Several general elections scheduled early next year including in India, Thailand and Indonesia have complicated the timeframe of a deal that will open markets in countries covering nearly half the world’s GDP.
A draft leaders’ statement on the RCEP seen by AFP said talks will be concluded next year, noting the urgency of reaching an agreement “given the current headwinds faced by the global economy”.
RCEP was given extra impetus after Trump pulled the US out of rival pact the Trans-Pacific Partnership (TPP).
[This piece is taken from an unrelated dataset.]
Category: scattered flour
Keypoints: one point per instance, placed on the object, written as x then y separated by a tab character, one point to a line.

The TPP is still alive even without Washington, but RCEP is now the world’s biggest trade deal.
However, the Beijing-backed pact is much less ambitious than the TPP in areas such as employment and environmental protection.
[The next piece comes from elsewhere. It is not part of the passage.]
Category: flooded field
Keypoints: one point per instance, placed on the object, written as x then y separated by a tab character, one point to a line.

The ASEAN summit, which formally opens on Tuesday afternoon, is expected to sweep in trade, maritime disputes and the Rohingya crisis.
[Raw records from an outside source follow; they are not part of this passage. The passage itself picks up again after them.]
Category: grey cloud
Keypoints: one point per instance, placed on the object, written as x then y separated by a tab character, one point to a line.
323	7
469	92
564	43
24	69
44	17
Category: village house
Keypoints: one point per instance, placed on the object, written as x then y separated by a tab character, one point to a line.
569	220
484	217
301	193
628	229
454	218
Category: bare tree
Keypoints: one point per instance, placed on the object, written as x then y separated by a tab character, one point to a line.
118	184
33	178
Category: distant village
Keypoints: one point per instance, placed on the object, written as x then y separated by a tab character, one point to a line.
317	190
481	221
Key world leaders including China’s Li, Russian President Vladimir Putin and Mike Pence — Donald Trump’s number two — are also in Singapore for talks foreshadowed by the China-US trade war and its ripple effect on global economies, particularly in Asia.
Pence is also expected to keep pressure on Beijing over its growing aggression in the South China Sea.
Myanmar’s de facto leader Aung San Suu Kyi is also in Singapore and is likely to face intense scrutiny over her country’s treatment of the Rohingya minority, particularly from Muslim-majority nations at the summit.
Amnesty International on Monday stripped Suu Kyi of its highest honour, citing her “indifference” to the atrocities committed by Myanmar’s army against the group.